Select Committee on Foreign Affairs Minutes of Evidence


Examination of Witnesses (Questions 1520 - 1539)

TUESDAY 10 NOVEMBER 1998

MS ANN GRANT and MR CRAIG MURRAY

  1520.  Then why did you warn him so strongly that he must not do so?
  (Mr Murray)  I did not. He asked me what the legal position was with regard to a third party sending arms to Sierra Leone. I explained that for a third party to do that would be illegal in terms of international law and Tim Andrews read out the relevant part of the Security Council Resolution and I explained it. He then asked about himself supplying night vision equipment and I warned him he could not do it and I warned him strongly it was because it would be illegal. Plainly, if someone asks me whether they can do something and it is illegal, I have an absolute duty to warn them strongly and I do not quite see the problem with that.

  1521.  What you are saying, therefore, is that Mr Spicer did not reveal to you on that date that the contract existed. How is it, therefore, that Mr Penfold had a copy of that contract and that had not reached you?
  (Mr Murray)  You may recall that Mr Penfold denied that he had been given a copy of the contract by Mr Spicer at the meeting on 23 December. No, no copy of the contract and no news of the existence of the contract had reached me by 19 January.

  1522.  So you felt that the allegations that had been made way back in August were just spurious?
  (Mr Murray)  I had not personally seen those allegations. The first I saw of them was when I saw a letter from Lord Avebury which arrived on 5 February addressed to Ann Grant. Ann was currently out of the country so it came to me. I did not regard the allegation as spurious. It seemed to me that Lord Avebury's letter contained very very useful and pertinent information about a company on whom I had formed deep suspicions. I therefore immediately instructed that the information be passed on to the relevant criminal authorities.

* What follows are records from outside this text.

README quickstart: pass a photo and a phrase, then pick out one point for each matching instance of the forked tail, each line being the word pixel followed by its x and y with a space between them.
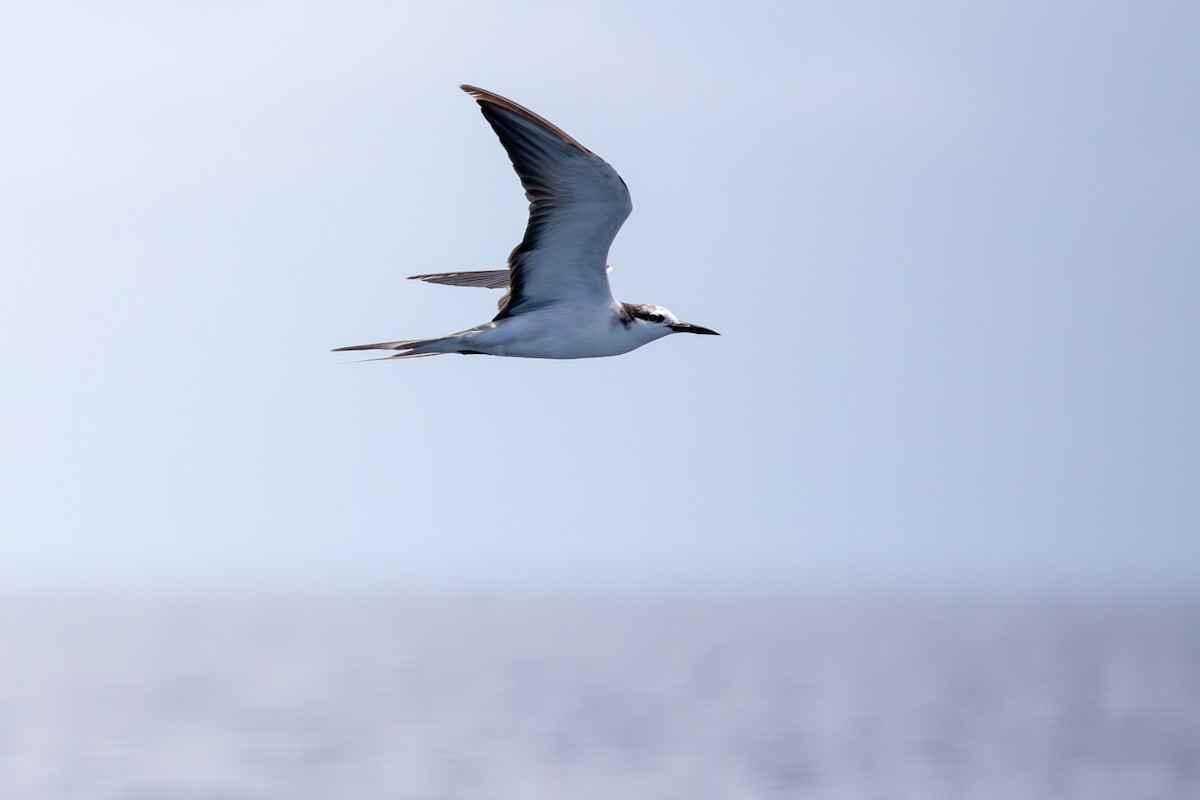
pixel 411 348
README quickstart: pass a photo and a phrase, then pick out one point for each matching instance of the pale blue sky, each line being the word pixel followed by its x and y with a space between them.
pixel 953 250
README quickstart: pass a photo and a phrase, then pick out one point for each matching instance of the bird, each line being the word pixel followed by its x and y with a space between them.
pixel 558 302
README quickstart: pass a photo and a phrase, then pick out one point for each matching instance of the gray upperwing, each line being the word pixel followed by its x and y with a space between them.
pixel 484 278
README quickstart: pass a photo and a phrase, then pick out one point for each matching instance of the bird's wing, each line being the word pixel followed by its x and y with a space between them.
pixel 485 278
pixel 577 204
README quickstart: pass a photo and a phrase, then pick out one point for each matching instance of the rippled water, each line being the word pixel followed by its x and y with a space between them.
pixel 436 697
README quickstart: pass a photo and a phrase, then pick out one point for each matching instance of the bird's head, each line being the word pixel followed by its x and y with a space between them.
pixel 657 322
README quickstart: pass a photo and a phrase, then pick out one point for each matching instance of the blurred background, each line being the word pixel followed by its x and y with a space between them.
pixel 923 522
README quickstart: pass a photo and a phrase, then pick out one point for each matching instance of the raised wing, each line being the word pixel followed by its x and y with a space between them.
pixel 577 204
pixel 485 278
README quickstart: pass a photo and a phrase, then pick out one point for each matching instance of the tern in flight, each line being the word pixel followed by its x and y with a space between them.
pixel 558 302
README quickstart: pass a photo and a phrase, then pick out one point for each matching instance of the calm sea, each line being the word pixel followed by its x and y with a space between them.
pixel 538 697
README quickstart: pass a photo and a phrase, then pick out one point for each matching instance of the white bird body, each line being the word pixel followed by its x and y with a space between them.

  1523.  But Mr Penfold says, in reply to Mr Rowlands in evidence, page 23, it is the first reply, "I told the officials exactly what I heard from President Kabbah, that President Kabbah was contemplating signing an agreement with a firm called Blackstone which in return for mining concessions was making available 10 million dollars to a company called Sandline." All the evidence we have received is suggesting that any contract of 10 million dollars must have been covering arms; it was not just going to be for tinned beans.
  (Mr Murray)  There are two points in answer to that question. The first is that the officials concerned, Tim Andrews and Lynda St Cooke, are both quite firm that nothing was told to them on 23 December of a contract between Kabbah and Sandline.

  1524.  So Mr Penfold is not telling the truth here, is he?
  (Mr Murray)  He appears not to have a memory which conforms with the memory of the two officials here.

  1525.  Are you saying Mr Penfold is not telling the truth?
  (Mr Murray)  I am saying that the two officials he claims to have told have no recollection of him telling them that. As to whether or not the contract of $10 million necessarily involves arms, I would say no, it does not necessarily do that at all. I would refer you to the situation with ECOMOG in Liberia. The ECOMOG force in Liberia is in fact the same ECOMOG force as in Sierra Leone, the two neighbouring countries and this force has shifted across the border. The ECOMOG force in Liberia received very substantial support from an American firm called Pacific & Atlantic Engineers who looked after its logistic support, and an element of training. It basically provided all the logistics to enable that force to function but specifically never supplied arms. That operation in support of ECOMOG in Liberia was funded by a number of other governments, including the US Government, the German and Dutch Governments, and these governments were very, very careful to make sure that the logistic support and training exercises did not include arms supplies, and that contract had a value which I recall as being about $26 million a year, so you cannot affirm from the size of the contract that it necessarily includes arms, and the concept of a logistic support and training operation which did not include arms was one which was very familiar in the region. I must say that the other thing is that the one thing which was not needed and the last thing that the region needs is more arms. The region is awash in arms. I have never seen any reports that the Kamajors for whom these arms were intended lacked arms. The prospect of a contract for training them and providing support in transport and logistics which did not include arms was not actually nonsensical at all; it was perfectly possible to have a $10 million contract of that nature.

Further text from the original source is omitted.